Sokhna port to start functioning as Dubai World promises to meet workers demands

After a week-long strike, DP World's management has promised to meet all its workers demands, asking that workers return to their stations immediately

Yassin Gaber , Sunday 25 Sep 2011
Dubai World workers
Workers of DP World celebrate after successful negotiations. (Photo: Mai Shaheen)

DP World, Sokhna port operator in Egypt, acquiesced to all 16 of the workers demands on Sunday night, promising to provide results within days. Sokhna port workers were asked to begin attending their shifts as of Sunday night. The negotiations took place in the Red Sea port of Suez between military representatives, officials from the Red Sea Port Authority, the governor of Suez and DP World's management.

“Mohamed Abdel Qader, head of the Red Sea Ports Authority, has promised that all of our demands will be granted. First and foremost, a union will be established immediately. Hardship allowances will be released very soon.  A restructuring of the wage system has also been promised. If any further issues between the management and the workers occur, the governor has guaranteed that his door will always be open to us,” a worker announced to the gathered workers in front of the governorate’s offices Sunday night.

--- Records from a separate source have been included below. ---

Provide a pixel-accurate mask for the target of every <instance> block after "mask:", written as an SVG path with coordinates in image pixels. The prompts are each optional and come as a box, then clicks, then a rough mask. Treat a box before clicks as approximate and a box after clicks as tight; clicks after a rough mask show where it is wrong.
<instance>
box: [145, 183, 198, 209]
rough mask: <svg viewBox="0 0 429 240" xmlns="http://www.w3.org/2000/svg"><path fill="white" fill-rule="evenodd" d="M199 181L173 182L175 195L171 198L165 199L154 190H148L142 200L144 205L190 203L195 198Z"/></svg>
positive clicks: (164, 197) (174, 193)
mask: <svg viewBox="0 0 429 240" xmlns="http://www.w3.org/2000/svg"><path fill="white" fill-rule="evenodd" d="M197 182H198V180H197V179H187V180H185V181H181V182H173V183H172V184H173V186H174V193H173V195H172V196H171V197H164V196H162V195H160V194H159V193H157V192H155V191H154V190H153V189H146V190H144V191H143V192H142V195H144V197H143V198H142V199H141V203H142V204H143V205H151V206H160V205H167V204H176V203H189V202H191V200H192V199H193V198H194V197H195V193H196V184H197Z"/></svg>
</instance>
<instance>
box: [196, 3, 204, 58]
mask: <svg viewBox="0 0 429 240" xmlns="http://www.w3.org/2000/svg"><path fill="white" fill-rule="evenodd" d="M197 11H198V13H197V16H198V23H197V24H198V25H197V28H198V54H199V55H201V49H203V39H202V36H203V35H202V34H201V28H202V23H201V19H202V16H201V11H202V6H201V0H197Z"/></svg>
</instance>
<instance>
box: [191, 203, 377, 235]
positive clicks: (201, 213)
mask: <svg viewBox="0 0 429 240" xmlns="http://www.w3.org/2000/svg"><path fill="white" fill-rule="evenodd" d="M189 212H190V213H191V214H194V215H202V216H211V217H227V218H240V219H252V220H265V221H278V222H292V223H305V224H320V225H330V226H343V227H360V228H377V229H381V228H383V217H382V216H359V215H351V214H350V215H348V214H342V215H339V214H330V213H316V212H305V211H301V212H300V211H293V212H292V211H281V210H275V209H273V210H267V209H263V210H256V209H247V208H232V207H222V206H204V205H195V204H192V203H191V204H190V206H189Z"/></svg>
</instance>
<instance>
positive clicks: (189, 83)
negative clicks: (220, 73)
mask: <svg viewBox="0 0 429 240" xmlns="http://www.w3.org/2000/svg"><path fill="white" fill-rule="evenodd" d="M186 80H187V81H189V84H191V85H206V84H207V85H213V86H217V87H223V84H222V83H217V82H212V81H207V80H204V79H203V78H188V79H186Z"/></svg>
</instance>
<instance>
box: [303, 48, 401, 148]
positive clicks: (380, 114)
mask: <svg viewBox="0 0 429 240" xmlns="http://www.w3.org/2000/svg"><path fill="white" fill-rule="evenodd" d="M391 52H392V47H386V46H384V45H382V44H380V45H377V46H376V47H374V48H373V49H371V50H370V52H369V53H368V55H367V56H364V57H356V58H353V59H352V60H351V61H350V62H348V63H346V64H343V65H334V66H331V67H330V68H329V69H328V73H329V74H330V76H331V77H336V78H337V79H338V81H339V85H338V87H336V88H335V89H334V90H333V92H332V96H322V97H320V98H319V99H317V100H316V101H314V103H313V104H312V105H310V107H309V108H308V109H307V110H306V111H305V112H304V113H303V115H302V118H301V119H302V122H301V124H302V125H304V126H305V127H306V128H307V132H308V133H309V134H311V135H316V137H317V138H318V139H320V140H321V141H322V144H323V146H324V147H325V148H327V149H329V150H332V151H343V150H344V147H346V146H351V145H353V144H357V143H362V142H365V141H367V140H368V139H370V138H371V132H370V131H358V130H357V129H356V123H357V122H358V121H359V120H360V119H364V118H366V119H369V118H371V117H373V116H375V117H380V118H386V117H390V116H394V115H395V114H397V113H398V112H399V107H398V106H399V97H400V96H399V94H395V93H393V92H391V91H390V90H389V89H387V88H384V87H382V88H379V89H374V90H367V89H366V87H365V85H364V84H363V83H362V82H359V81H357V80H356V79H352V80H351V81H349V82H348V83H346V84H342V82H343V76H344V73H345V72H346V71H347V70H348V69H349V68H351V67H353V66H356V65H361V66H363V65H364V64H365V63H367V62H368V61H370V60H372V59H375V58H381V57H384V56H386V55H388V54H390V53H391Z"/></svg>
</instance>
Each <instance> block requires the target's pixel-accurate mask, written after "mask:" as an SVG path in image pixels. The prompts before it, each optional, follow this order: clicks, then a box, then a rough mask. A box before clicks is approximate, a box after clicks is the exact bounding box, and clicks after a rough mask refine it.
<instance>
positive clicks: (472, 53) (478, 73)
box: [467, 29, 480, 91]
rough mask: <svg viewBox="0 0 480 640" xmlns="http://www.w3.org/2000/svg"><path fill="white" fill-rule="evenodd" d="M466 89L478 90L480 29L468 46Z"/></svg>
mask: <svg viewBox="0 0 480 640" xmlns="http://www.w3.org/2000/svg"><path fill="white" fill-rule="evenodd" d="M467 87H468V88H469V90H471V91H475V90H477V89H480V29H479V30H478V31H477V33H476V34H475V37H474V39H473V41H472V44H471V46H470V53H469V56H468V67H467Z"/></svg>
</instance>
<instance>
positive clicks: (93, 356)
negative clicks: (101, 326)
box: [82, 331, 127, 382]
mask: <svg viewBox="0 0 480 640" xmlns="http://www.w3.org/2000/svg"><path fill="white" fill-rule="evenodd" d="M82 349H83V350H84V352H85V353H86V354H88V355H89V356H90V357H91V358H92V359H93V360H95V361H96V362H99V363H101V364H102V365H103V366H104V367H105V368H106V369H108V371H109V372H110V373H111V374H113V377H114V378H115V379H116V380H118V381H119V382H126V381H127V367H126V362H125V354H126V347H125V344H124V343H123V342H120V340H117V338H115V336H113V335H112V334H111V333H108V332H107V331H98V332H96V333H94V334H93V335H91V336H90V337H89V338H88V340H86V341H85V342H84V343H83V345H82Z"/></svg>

On Thursday, DP World shut down its Ain Al-Sokhna port because of labour strikes that have cost it around LE30 million ($5.02 million) in lost revenue, according to Red Sea port officials.

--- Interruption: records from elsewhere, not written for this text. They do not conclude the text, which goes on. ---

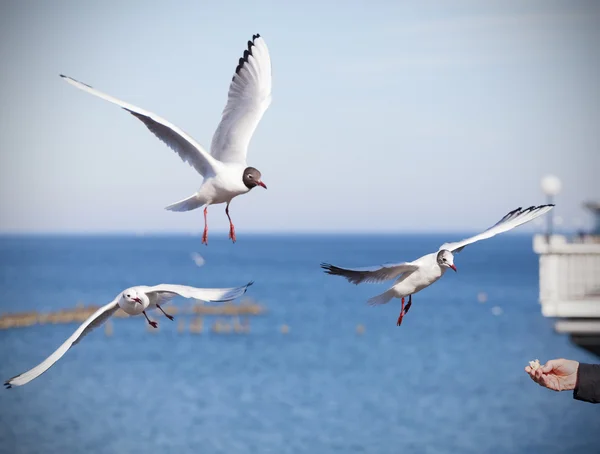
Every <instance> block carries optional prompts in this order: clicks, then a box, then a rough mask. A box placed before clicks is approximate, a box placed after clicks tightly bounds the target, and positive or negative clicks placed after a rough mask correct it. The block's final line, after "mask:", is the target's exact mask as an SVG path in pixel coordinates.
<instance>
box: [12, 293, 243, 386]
mask: <svg viewBox="0 0 600 454" xmlns="http://www.w3.org/2000/svg"><path fill="white" fill-rule="evenodd" d="M251 285H252V282H250V283H248V284H246V285H244V286H242V287H235V288H196V287H188V286H186V285H174V284H160V285H155V286H153V287H148V286H145V285H140V286H137V287H131V288H128V289H126V290H124V291H123V292H121V293H119V294H118V295H117V296H116V297H115V299H114V300H112V301H111V302H110V303H108V304H107V305H105V306H102V307H101V308H100V309H98V310H97V311H96V312H94V313H93V314H92V315H91V316H90V317H89V318H88V319H87V320H86V321H85V322H83V323H82V324H81V326H80V327H79V328H77V330H75V332H74V333H73V334H72V335H71V337H69V338H68V339H67V340H66V341H65V342H63V344H62V345H61V346H60V347H58V348H57V349H56V350H55V351H54V353H52V354H51V355H50V356H48V358H46V359H45V360H44V361H42V362H41V363H40V364H38V365H37V366H35V367H34V368H32V369H30V370H28V371H27V372H24V373H22V374H20V375H17V376H16V377H13V378H11V379H9V380H7V381H6V382H5V383H4V385H5V386H6V387H7V388H12V387H13V386H23V385H24V384H26V383H29V382H30V381H31V380H33V379H34V378H37V377H39V376H40V375H42V374H43V373H44V372H46V371H47V370H48V369H50V367H52V366H53V365H54V363H56V362H57V361H58V360H59V359H60V358H62V357H63V355H64V354H65V353H67V351H68V350H69V349H70V348H71V347H73V346H74V345H77V344H78V343H79V342H80V341H81V339H83V337H84V336H86V335H87V334H89V333H90V332H91V331H92V330H93V329H94V328H97V327H98V326H100V325H102V324H103V323H104V322H105V321H106V320H108V319H109V318H110V317H111V316H112V315H113V314H114V313H115V312H116V311H117V310H118V309H119V308H120V309H122V310H123V311H124V312H125V313H127V314H129V315H141V314H143V315H144V317H146V320H147V321H148V323H149V324H150V326H152V327H153V328H157V327H158V324H157V322H155V321H153V320H150V318H149V317H148V314H146V310H149V309H158V310H160V311H161V312H162V313H163V314H165V316H166V317H167V318H169V320H173V316H171V315H169V314H167V313H166V312H165V311H164V310H163V309H162V307H161V305H163V304H166V303H167V302H168V301H170V300H171V299H172V298H174V297H175V296H182V297H184V298H194V299H197V300H202V301H207V302H225V301H231V300H234V299H236V298H238V297H240V296H242V295H243V294H244V293H246V290H247V289H248V287H249V286H251Z"/></svg>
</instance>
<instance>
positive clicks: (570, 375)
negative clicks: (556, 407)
mask: <svg viewBox="0 0 600 454" xmlns="http://www.w3.org/2000/svg"><path fill="white" fill-rule="evenodd" d="M578 369H579V363H578V362H577V361H572V360H570V359H553V360H550V361H548V362H547V363H546V364H545V365H543V366H542V367H540V368H538V369H535V370H534V369H532V368H531V367H530V366H527V367H526V368H525V372H527V373H528V374H529V376H530V377H531V379H532V380H533V381H534V382H536V383H537V384H538V385H540V386H544V387H546V388H548V389H551V390H553V391H568V390H572V389H575V386H576V384H577V370H578Z"/></svg>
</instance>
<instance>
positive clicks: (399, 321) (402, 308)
mask: <svg viewBox="0 0 600 454" xmlns="http://www.w3.org/2000/svg"><path fill="white" fill-rule="evenodd" d="M403 318H404V297H402V307H401V308H400V315H399V316H398V321H397V322H396V326H400V325H402V319H403Z"/></svg>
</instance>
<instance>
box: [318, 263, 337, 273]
mask: <svg viewBox="0 0 600 454" xmlns="http://www.w3.org/2000/svg"><path fill="white" fill-rule="evenodd" d="M321 268H323V269H324V270H325V272H326V273H327V274H335V268H336V267H335V266H333V265H331V264H330V263H324V262H323V263H321Z"/></svg>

Dubai World workers began their strike Tuesday, demanding hardship allowances of at least 30 per cent of their full wages, wage restructuring and the dismissal of managers accused of mistreating employees, according to the port workers. Prior to Sunday’s announcement, the managers had been sacked, but the strikers complained that the replacements were no better.

Following Sunday night's announcement, workers were ecstatic, chanting “one hand, one hand” and “bread, freedom and social justice.”

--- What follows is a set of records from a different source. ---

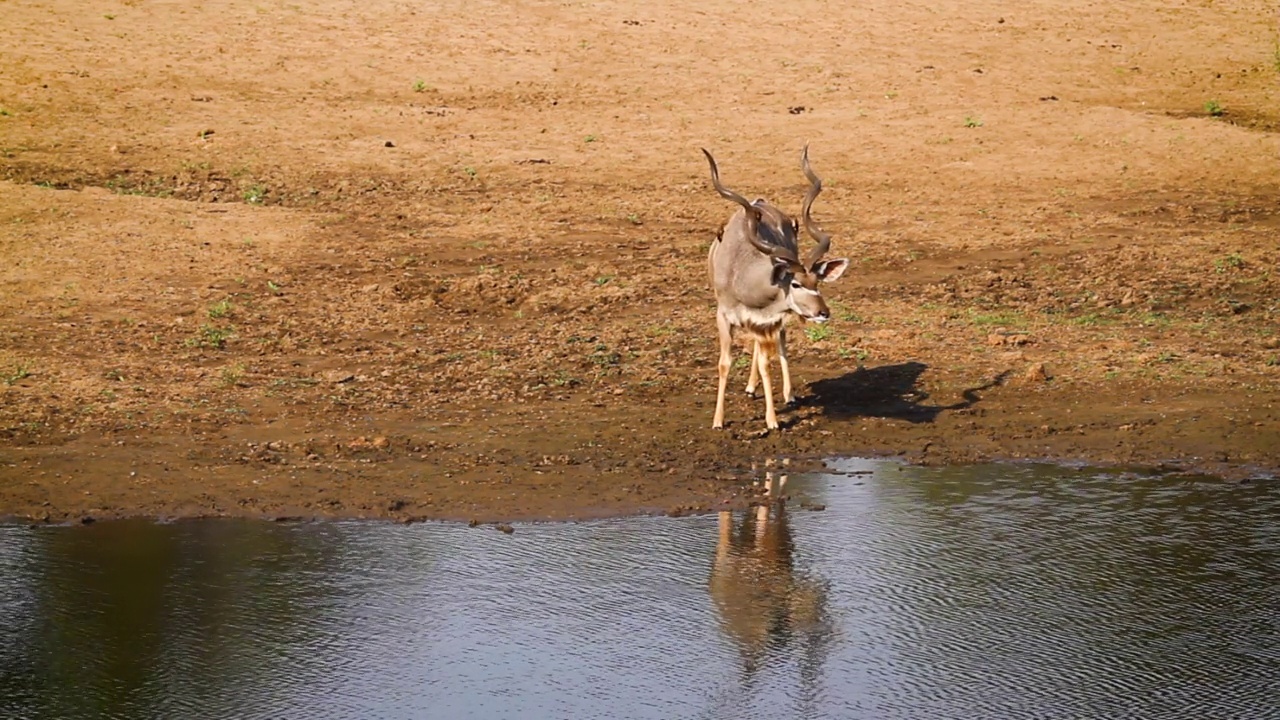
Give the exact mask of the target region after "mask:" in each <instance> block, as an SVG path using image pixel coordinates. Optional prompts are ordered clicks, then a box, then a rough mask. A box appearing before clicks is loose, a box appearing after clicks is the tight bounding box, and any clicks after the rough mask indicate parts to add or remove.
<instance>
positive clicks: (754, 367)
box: [746, 340, 760, 397]
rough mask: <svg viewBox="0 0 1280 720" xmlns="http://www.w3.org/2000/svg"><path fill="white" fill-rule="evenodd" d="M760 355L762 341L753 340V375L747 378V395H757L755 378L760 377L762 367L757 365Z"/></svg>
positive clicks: (751, 363) (752, 368)
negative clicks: (756, 391)
mask: <svg viewBox="0 0 1280 720" xmlns="http://www.w3.org/2000/svg"><path fill="white" fill-rule="evenodd" d="M759 355H760V341H758V340H756V341H753V342H751V377H749V378H748V379H746V395H750V396H751V397H755V380H756V379H759V377H760V368H759V365H756V363H759V359H758V357H759Z"/></svg>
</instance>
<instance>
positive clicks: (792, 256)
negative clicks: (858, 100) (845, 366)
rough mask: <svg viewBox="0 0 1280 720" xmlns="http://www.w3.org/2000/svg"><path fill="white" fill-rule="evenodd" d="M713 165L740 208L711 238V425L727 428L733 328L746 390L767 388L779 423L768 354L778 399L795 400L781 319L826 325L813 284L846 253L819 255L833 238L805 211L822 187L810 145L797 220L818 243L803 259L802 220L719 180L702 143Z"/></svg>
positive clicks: (715, 179)
mask: <svg viewBox="0 0 1280 720" xmlns="http://www.w3.org/2000/svg"><path fill="white" fill-rule="evenodd" d="M703 155H707V161H708V163H709V164H710V167H712V184H713V186H714V187H716V192H718V193H719V195H721V197H723V199H726V200H731V201H733V202H736V204H739V205H741V206H742V208H741V209H740V210H737V211H735V213H733V215H732V217H731V218H730V219H728V222H727V223H726V224H724V227H723V228H721V231H719V233H717V236H716V241H714V242H712V247H710V252H709V254H708V256H707V268H708V272H709V274H710V281H712V287H713V290H714V291H716V306H717V309H716V327H717V329H718V331H719V346H721V354H719V391H718V392H717V396H716V416H714V419H713V420H712V428H716V429H719V428H723V427H724V389H726V387H727V386H728V372H730V366H731V365H732V360H733V356H732V346H733V334H735V331H736V332H737V333H739V334H740V336H742V337H745V338H746V340H748V341H750V342H751V373H750V377H749V378H748V380H746V393H748V395H750V396H753V397H754V396H755V382H756V377H759V380H760V386H762V388H763V389H764V425H765V428H767V429H769V430H774V429H777V428H778V416H777V413H776V411H774V407H773V383H772V380H771V378H769V359H771V357H772V356H773V355H777V357H778V365H780V370H781V372H782V397H783V401H785V402H786V404H788V405H790V404H791V402H794V401H795V396H794V395H792V392H791V370H790V368H788V366H787V336H786V324H787V320H790V319H791V316H792V315H797V316H800V318H801V319H803V320H806V322H814V323H824V322H827V320H828V319H829V318H831V310H828V309H827V302H826V301H824V300H823V299H822V292H820V291H819V290H818V283H820V282H831V281H835V279H838V278H840V275H842V274H844V273H845V269H846V268H847V266H849V259H846V258H833V259H829V260H823V256H824V255H826V254H827V251H828V250H829V249H831V236H829V234H827V233H824V232H823V231H822V229H820V228H819V227H818V225H817V224H815V223H814V222H813V218H812V217H810V214H809V211H810V209H812V208H813V201H814V199H815V197H818V193H819V192H822V179H820V178H819V177H818V176H817V174H814V172H813V168H810V167H809V145H805V146H804V154H803V155H801V158H800V169H801V170H803V172H804V176H805V178H808V179H809V191H808V192H806V193H805V196H804V205H803V206H801V211H800V220H801V222H803V223H804V229H805V232H808V233H809V234H810V236H812V237H813V240H814V241H815V242H817V245H815V246H814V247H813V250H810V251H809V254H808V255H805V258H804V261H801V260H800V247H799V243H797V240H796V237H797V236H799V233H800V224H801V222H797V220H795V219H792V218H790V217H787V214H786V213H783V211H782V210H780V209H778V208H776V206H773V205H771V204H769V202H767V201H764V199H758V200H755V201H754V202H751V201H748V200H746V197H742V196H741V195H739V193H736V192H733V191H732V190H730V188H727V187H724V186H723V184H721V181H719V169H718V168H717V167H716V159H714V158H712V154H710V152H708V151H707V149H703Z"/></svg>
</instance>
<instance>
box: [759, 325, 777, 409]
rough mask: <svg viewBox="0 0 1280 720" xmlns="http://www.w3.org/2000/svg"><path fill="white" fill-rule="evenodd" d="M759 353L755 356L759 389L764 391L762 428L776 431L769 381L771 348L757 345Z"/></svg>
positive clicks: (769, 382) (769, 381)
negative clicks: (763, 420) (770, 351)
mask: <svg viewBox="0 0 1280 720" xmlns="http://www.w3.org/2000/svg"><path fill="white" fill-rule="evenodd" d="M759 347H760V351H759V352H756V354H755V357H756V366H758V368H759V369H760V388H763V389H764V427H765V428H768V429H771V430H776V429H778V415H777V413H776V411H774V410H773V383H772V382H771V380H769V351H771V347H769V346H768V345H764V343H759Z"/></svg>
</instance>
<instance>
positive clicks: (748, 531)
mask: <svg viewBox="0 0 1280 720" xmlns="http://www.w3.org/2000/svg"><path fill="white" fill-rule="evenodd" d="M792 552H794V542H792V537H791V527H790V524H788V521H787V515H786V509H785V507H783V505H782V503H781V502H778V503H773V505H772V506H771V505H760V506H758V507H754V509H751V510H749V511H746V512H745V514H744V515H742V519H741V523H739V524H736V525H735V523H733V514H732V512H727V511H724V512H721V514H719V539H718V542H717V543H716V561H714V564H713V565H712V574H710V583H709V584H710V596H712V601H713V603H714V605H716V610H717V612H718V614H719V621H721V628H722V630H723V632H724V634H726V635H728V637H730V638H731V639H732V642H733V644H735V646H737V648H739V651H740V653H741V660H742V666H744V671H745V674H746V675H748V676H751V675H753V674H754V673H755V671H756V670H758V669H759V667H760V666H762V665H763V664H764V662H765V660H767V659H768V656H769V655H771V653H781V652H783V651H785V650H786V648H787V647H788V646H790V644H791V643H792V642H794V641H795V642H796V643H797V644H799V650H800V652H801V661H800V666H801V675H803V679H805V680H809V682H813V680H814V679H815V678H817V674H818V666H819V665H820V659H822V656H823V650H824V647H826V641H827V639H828V637H829V634H831V632H832V629H831V626H829V623H828V618H827V594H826V585H824V584H823V583H822V582H819V580H817V579H814V578H810V577H805V575H803V574H797V573H796V571H795V566H794V560H792Z"/></svg>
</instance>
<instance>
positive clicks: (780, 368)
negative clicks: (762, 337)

A local sheikh and representative of the governor and an Army official, Captain Shams, stood among the press of workers, urging workers to return to their shifts Sunday night. The port is around 60 km from the governorates' offices.

“They told us to start our 10pm shift, but the earliest we can make it will be around 11pm,” stated a worker. Workers were eager to return to work, stressing that they would uphold their end of the agreement.